# **FraudSleuth Gen AI**

## 1. Setup and Imports

In [3]:
# Environment
import os
from dotenv import load_dotenv
load_dotenv()

# LLM + LangChain
from google import genai
from google.genai import types
from google.api_core import retry
# from langchain.prompts import PromptTemplate
# from langchain.chains import LLMChain
from langchain_core.runnables import Runnable
from langchain_core.prompts import PromptTemplate
#from langchain.agents import initialize_agent, Tool, AgentType
#from langchain.memory import ConversationBufferMemory
from langchain_google_genai.chat_models import ChatGoogleGenerativeAI
from langgraph.graph import StateGraph, END

# ChromaDB
import chromadb
from chromadb import Documents, EmbeddingFunction, Embeddings

# Requests for Fraud API
import requests

import re

# MLFLow
import mlflow

## 2. Config

In [4]:
# Example .env usage (you can inline if needed)
GEMINI_API_KEY = os.getenv("GEMINI_API_KEY")
FRAUD_API_KEY = os.getenv("FRAUD_API_KEY")

GENAI_MODEL="gemini-2.0-flash"
EMBEDDING_MODEL = "models/embedding-001"
CHROMA_COLLECTION_NAME = "fraud_docs"

FRAUD_API_URL = "https://ipqualityscore.com/api/json"


In [5]:
# Authenticate Gemini
client = genai.Client(api_key = GEMINI_API_KEY)

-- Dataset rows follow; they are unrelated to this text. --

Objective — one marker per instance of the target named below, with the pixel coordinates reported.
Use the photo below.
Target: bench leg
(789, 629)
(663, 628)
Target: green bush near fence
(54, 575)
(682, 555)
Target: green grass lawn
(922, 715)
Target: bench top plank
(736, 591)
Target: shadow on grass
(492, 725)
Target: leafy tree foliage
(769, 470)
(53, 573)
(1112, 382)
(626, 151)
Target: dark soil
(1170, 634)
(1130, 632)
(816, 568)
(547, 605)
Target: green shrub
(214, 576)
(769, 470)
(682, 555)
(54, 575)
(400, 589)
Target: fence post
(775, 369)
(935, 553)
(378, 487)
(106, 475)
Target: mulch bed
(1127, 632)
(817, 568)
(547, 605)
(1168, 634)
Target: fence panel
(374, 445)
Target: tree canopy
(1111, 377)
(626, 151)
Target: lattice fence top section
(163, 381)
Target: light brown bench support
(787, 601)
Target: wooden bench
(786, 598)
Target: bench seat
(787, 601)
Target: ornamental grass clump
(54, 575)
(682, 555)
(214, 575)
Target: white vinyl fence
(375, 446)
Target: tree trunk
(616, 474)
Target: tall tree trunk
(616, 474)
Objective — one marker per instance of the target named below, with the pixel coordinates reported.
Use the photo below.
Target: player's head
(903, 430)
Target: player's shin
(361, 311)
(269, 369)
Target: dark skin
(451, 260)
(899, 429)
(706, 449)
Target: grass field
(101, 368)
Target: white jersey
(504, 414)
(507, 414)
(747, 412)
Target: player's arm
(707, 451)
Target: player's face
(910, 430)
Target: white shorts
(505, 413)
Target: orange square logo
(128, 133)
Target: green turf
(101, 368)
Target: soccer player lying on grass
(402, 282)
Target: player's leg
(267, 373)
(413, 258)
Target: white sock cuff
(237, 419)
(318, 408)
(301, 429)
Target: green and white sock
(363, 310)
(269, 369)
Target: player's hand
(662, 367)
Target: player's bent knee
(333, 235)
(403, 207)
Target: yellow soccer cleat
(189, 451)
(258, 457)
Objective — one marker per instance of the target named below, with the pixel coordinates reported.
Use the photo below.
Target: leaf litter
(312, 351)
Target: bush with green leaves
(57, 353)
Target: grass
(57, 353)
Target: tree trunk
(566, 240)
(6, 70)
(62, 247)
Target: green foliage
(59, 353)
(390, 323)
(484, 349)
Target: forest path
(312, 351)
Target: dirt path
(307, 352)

is_retriable = lambda e: (isinstance(e, genai.errors.APIError) and e.code in {429, 503})

genai.models.Models.generate_content = retry.Retry(
    predicate=is_retriable)(genai.models.Models.generate_content)

## 3. Embedding Function

In [6]:
class GeminiEmbeddingFunction(EmbeddingFunction):
    # Specify whether to generate embeddings for documents, or queries
    def __init__(self, document_mode=True):
        self.document_mode = document_mode

    def __call__(self, input: Documents) -> Embeddings:
        if self.document_mode:
            embedding_task = "retrieval_document"
        else:
            embedding_task = "retrieval_query"

        
        response = client.models.embed_content(
                                    model = EMBEDDING_MODEL,
                                    contents = input,
                                    config = types.EmbedContentConfig(
                                        task_type = embedding_task,
                                    )
                                )
        
        # Return list of embedding vectors
        return [e.values for e in response.embeddings]

## 4. Chroma Vector Search

In [7]:
class ChromaVectorSearch:

    def __init__(self, persist_directory="chroma_db", collection_name = CHROMA_COLLECTION_NAME):
        
        self.persist_directory = persist_directory
        self.collection_name = collection_name
        self.client = chromadb.PersistentClient(path = self.persist_directory)
        self.embed_fn = GeminiEmbeddingFunction(document_mode = True)
    
        # Create or get collection
        self.collection = self.client.get_or_create_collection(name = self.collection_name,
                                                               embedding_function = self.embed_fn)
        
        self.load_documents_from_file("../data/knowledge_base.txt")

    def load_documents_from_file(self, file_path: str):
        if os.path.exists(file_path):
            with open(file_path, "r") as f:
                docs = [line.strip() for line in f if line.strip()]
                self.add_documents(docs)
                print(f"✅ Loaded {len(docs)} documents from {file_path} into ChromaDB.")
        else:
            print(f"⚠️ File not found: {file_path}")

    def add_documents(self, documents: list[str], ids: list[str] = None):
        """
        Adds documents to ChromaDB with embeddings.
        """
        if not documents:
            print("⚠️ No documents to add.")
            return
        if ids is None:
            ids = [str(i) for i in range(len(documents))]
        self.collection.add(documents = documents, ids = ids)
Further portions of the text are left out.